PostgreSQL 12 update: there is limited support for top-level PROCEDUREs that can do transaction control. You still cannot manage transactions in regular SQL-callable functions, so the below remains true except when using the new top-level procedures.

Functions are part of the transaction they’re called from. Their effects are rolled back if the transaction rolls back. Their work commits if the transaction commits. Any BEGIN ... EXCEPT blocks within the function operate like (and under the hood use) savepoints like the SAVEPOINT and ROLLBACK TO SAVEPOINT SQL statements.

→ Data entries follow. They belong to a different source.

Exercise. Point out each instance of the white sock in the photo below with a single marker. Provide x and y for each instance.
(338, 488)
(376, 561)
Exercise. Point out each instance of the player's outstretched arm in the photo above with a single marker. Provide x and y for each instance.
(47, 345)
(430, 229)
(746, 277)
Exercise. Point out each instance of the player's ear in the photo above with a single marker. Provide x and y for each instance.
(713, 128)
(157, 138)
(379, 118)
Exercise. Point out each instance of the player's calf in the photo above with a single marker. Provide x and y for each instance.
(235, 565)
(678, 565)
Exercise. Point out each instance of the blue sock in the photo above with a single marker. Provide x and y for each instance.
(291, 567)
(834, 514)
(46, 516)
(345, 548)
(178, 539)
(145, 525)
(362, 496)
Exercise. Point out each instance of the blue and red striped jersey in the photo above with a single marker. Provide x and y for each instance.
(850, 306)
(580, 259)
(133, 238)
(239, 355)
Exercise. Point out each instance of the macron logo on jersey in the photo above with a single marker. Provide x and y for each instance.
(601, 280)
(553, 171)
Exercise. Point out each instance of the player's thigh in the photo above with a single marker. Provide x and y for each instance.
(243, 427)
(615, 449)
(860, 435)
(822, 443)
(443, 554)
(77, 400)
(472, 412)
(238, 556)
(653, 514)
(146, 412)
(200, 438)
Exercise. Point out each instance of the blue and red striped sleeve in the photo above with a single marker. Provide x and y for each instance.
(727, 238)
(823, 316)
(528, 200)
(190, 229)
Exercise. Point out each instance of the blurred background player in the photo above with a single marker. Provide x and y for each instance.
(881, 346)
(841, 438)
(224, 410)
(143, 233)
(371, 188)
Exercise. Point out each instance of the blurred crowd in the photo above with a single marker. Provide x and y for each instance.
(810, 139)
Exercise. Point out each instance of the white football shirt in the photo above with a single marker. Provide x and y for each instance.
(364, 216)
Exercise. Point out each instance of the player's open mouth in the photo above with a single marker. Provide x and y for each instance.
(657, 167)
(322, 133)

The function either succeeds in its entirety or fails in its entirety, barring BEGIN ... EXCEPT error handling. If an error is raised within the function and not handled, the transaction calling the function is aborted. Aborted transactions cannot commit, and if they try to commit the COMMIT is treated as ROLLBACK, same as for any other transaction in error. Observe:

regress=# BEGIN;
regress=# SELECT 1/0;
ERROR:  division by zero
regress=# COMMIT;

See how the transaction, which is in the error state due to the zero division, rolls back on COMMIT?

If you call a function without an explicit surounding transaction the rules are exactly the same as for any other Pg statement:

SELECT refresh_materialized_view(name);

(where COMMIT will fail if the SELECT raised an error).

PostgreSQL does not (yet) support autonomous transactions in functions, where the procedure/function could commit/rollback independently of the calling transaction. This can be simulated using a new session via dblink.

BUT, things that aren’t transactional or are imperfectly transactional exist in PostgreSQL. If it has non-transactional behaviour in a normal BEGIN; do stuff; COMMIT; block, it has non-transactional behaviour in a function too. For example, nextval and setval, TRUNCATE, etc.